See? I'm pissed and bitter. This would be how that alcohol mysteriously always ends up in the buggy. And how I end up taking 2 Excedrin Migraines every single time I come back from grocery shopping.

Also, I wanted to make brats tonight. Got the brats, got sauerkraut, but no buns. They are out of buns. 

*sigh*

It's like this EVERY SINGLE TIME I come to the grocery store. The blame is on me, not the commissary. I'm just not patient or creative enough to wheel around the store 30 times finding improvised ingredients for Plan B, Plan C, Plan D, and Plan E. I've never lived anywhere where I had to do this for almost every meal. I see why people give up and buy junkfood for their families. I refuse to do that (most days, anyway)---but it is SO tempting. 

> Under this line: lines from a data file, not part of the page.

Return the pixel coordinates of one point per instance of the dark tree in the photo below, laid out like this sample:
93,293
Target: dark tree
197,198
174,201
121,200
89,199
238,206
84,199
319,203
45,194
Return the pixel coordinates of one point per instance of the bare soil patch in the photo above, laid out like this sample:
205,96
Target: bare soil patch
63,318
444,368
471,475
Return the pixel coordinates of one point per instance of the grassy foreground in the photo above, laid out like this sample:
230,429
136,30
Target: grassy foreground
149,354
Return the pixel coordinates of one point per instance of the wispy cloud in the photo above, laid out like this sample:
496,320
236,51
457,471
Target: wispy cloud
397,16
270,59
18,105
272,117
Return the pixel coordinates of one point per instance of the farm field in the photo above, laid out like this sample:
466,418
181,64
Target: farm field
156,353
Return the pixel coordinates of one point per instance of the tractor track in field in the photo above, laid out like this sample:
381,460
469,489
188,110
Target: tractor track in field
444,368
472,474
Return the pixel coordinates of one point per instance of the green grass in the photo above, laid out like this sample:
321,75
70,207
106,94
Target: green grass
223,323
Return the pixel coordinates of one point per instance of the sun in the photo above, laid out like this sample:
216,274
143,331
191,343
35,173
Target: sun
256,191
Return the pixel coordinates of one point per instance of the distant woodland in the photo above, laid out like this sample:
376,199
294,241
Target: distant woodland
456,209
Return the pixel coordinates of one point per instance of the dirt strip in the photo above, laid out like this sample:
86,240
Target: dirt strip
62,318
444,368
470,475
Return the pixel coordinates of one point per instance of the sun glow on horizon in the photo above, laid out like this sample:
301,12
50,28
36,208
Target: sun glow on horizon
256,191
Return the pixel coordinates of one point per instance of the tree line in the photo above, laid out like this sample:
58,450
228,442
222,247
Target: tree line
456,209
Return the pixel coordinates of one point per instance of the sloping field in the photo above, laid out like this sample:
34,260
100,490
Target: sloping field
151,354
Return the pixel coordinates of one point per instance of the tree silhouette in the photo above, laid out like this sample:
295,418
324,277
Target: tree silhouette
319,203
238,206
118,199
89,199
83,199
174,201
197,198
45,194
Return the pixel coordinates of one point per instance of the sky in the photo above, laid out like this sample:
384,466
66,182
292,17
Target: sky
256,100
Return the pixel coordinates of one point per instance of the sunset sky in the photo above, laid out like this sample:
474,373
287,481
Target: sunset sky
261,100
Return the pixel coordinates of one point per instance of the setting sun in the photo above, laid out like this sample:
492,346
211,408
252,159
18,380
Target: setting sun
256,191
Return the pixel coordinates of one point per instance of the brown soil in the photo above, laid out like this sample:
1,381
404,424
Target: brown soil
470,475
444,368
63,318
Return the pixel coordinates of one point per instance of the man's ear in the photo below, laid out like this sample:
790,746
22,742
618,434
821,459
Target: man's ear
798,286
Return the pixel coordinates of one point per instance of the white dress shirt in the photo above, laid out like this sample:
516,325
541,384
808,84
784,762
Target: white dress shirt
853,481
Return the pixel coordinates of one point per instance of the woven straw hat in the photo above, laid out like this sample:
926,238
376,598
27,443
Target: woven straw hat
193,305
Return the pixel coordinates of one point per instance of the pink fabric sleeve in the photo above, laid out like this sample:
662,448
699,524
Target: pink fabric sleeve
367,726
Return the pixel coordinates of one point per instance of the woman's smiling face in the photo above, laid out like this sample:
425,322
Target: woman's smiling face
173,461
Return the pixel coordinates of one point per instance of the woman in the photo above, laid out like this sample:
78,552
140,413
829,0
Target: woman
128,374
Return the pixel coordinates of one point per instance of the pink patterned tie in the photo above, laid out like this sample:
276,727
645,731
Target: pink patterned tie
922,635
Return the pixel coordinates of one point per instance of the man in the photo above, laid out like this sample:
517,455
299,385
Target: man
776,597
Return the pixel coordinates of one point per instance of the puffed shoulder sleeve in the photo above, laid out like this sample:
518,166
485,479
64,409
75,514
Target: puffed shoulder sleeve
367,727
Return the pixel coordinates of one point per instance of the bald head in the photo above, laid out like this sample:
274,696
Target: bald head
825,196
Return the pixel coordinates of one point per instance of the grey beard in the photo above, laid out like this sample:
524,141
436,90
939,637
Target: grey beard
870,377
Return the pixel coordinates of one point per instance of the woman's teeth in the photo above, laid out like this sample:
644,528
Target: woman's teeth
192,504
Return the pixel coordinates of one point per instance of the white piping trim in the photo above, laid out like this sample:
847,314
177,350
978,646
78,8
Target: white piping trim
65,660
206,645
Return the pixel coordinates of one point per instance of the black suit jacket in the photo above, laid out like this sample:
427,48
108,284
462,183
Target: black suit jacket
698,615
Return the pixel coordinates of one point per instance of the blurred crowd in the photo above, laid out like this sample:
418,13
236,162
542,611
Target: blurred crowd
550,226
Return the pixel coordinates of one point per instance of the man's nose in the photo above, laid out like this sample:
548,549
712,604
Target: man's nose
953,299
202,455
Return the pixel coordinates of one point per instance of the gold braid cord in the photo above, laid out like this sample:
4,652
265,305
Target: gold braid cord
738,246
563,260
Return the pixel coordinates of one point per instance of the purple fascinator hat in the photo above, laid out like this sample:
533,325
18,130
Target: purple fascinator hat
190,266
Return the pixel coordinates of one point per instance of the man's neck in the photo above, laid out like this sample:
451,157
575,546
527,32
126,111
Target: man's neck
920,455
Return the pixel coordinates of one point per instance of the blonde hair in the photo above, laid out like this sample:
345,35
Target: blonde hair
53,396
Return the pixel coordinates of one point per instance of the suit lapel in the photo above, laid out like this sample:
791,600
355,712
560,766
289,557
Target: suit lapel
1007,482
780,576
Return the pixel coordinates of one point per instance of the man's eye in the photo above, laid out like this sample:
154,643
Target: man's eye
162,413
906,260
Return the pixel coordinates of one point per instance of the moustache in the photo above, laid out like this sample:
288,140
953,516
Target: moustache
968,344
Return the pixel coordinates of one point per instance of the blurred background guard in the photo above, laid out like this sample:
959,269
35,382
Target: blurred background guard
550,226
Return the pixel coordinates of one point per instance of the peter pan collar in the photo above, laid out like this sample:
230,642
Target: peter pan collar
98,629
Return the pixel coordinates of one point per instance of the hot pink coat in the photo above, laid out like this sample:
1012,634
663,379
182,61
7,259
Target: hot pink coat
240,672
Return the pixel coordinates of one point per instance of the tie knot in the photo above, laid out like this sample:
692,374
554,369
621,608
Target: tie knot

Bacon pancakes and Heineken for breakfast. Not Cuba; Amsterdam.
And don't get me started on restaurants. I dream of bowls of Vietnamese Pho, platters of Tex-Mex migas, or plates of German Jagerschnitzel (all which we had locally in our town in Texas).

Even though some people think living on an island near the beach MUST be like being on vacation all the time, life here isn't necessarily easy. It's all about adapting and improvising, and we've done a relatively good job thus far on almost every aspect of our life. 


I'm just having a really tough time with this one.